# DIY Stand



## Grimmjow (Jul 22, 2009)

How hard would it be to build a simple stand for a 20 long? And would it be cheaper than ordering a $50 metal one?

Nothing fancy, doesnt even need to be tall, just need it off the ground some. Itll be in my room so looks dont really matter.


----------



## zof (Apr 23, 2010)

about 3-4 2"x4"x8' and some nails and you should be able to put something together for less than $10 as long as you don't care its just unfinished wood. Might be a bit more expensive (but not to much), but I've been liking the options of using cinder blocks and 2"x4"s, no nails required nor much of any wood working skills besides cutting wood to length, plus it has a bit more modern look to it and you can change it around really easy ;-)


----------



## k19smith (Aug 19, 2011)

zof said:


> about 3-4 2"x4"x8' and some nails and you should be able to put something together for less than $10 as long as you don't care its just unfinished wood. Might be a bit more expensive (but not to much), but I've been liking the options of using cinder blocks and 2"x4"s, no nails required nor much of any wood working skills besides cutting wood to length, plus it has a bit more modern look to it and you can change it around really easy ;-)



I'm sold on the cinder blocks and you can throw a table cloth over them and never see it. All sorts of great uses.


----------



## Eraserhead (Sep 13, 2011)

k19smith said:


> I'm sold on the cinder blocks and you can throw a table cloth over them and never see it.
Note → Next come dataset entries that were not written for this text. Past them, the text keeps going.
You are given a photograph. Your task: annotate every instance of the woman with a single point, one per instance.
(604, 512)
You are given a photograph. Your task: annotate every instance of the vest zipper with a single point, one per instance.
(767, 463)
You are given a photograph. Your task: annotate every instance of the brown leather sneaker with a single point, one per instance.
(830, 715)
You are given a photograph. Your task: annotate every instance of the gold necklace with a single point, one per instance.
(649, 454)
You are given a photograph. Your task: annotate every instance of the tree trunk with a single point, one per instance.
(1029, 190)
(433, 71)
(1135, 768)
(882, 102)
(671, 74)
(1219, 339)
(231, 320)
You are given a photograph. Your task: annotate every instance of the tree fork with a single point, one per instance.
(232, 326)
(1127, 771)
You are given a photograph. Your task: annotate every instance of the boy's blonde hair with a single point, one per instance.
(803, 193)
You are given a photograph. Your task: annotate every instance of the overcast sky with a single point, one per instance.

All sorts of great uses.


Or leave it uncovered and make a punk tank.


----------



## mickmac247 (Oct 27, 2006)

Do It Yourself Aquarium Stand | Freshwater Cichlids Info I like pics and the colors help alot lol good luck


----------



## rhenziel (Nov 7, 2011)

Not exactly that sure but it is way cheaper than buying them.  I just canvased for a good aquarium stand and it was a little close to $100 already.


----------